Here, -std is set to gnu++0x or c++0x (not even c++03) but elsewhere in the same file we use -std=c++11 (but not gnu++11 !). If we set std at all, should we not be consistent about which version ?
It just has always been inconsistent. And we were using the legacy aliases because we were (unnecessarily) supporting some ancient compilers for quite a while.
I note two issues with compiler -std= values in the dmake tool:
"clang++" contains "g++", so with the test for g++ before the test for clang++, CXXFLAGS includes the gnu options when using clang++ - patch attached.
Here, -std is set to gnu++0x or c++0x (not even c++03) but elsewhere in the same file we use -std=c++11 (but not gnu++11 !).

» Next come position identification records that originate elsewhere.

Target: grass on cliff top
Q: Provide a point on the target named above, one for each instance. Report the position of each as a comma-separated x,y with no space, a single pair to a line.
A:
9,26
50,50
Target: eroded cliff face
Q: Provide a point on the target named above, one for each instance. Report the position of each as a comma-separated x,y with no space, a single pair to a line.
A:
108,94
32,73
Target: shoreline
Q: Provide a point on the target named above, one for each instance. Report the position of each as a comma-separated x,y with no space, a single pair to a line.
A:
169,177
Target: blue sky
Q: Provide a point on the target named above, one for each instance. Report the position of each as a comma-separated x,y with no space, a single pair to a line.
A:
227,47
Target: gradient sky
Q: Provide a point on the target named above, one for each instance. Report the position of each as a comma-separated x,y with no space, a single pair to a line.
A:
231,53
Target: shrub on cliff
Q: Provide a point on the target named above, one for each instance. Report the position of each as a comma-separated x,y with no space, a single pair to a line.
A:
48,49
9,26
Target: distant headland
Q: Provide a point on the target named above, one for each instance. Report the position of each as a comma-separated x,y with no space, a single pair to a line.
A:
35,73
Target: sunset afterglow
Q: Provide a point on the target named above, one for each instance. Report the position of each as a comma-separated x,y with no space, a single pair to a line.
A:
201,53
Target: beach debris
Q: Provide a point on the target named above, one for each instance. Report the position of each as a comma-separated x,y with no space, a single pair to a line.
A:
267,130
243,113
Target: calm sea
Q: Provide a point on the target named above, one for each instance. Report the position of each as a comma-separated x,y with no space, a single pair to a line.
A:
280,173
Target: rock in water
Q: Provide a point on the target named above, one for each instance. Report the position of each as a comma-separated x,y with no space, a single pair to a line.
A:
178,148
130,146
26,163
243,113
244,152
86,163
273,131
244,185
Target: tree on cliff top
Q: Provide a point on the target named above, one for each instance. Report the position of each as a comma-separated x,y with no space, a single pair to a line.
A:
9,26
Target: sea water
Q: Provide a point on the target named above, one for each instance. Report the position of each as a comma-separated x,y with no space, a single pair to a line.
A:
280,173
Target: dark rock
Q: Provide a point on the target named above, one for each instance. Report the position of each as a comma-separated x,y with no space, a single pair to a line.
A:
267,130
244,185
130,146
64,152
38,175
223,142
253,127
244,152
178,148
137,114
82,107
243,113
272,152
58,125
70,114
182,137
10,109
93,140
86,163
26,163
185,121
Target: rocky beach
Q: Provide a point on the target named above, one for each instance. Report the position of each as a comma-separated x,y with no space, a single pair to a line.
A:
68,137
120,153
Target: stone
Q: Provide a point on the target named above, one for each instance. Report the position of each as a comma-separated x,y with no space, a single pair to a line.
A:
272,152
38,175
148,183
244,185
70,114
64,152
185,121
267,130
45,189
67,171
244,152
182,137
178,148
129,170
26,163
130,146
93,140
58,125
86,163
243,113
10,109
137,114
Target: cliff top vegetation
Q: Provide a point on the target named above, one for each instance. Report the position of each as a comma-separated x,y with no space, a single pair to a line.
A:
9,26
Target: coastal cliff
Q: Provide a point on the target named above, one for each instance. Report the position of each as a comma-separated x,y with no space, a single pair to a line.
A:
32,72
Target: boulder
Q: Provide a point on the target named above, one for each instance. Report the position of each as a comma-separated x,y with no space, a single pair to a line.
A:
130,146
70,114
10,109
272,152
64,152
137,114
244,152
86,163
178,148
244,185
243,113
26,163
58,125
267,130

If we set std at all, should we not be consistent about which version ?
That doesn't read right. As is clang++ gets the g++ options.
The attached patch gives clang++ the correct options.
But why are we forcing a decades old standard and not even using the correct name ?
Thanks for reporting this.
It just has always been inconsistent. And we were using the legacy aliases because we were (unnecessarily) supporting some ancient compilers for quite a while.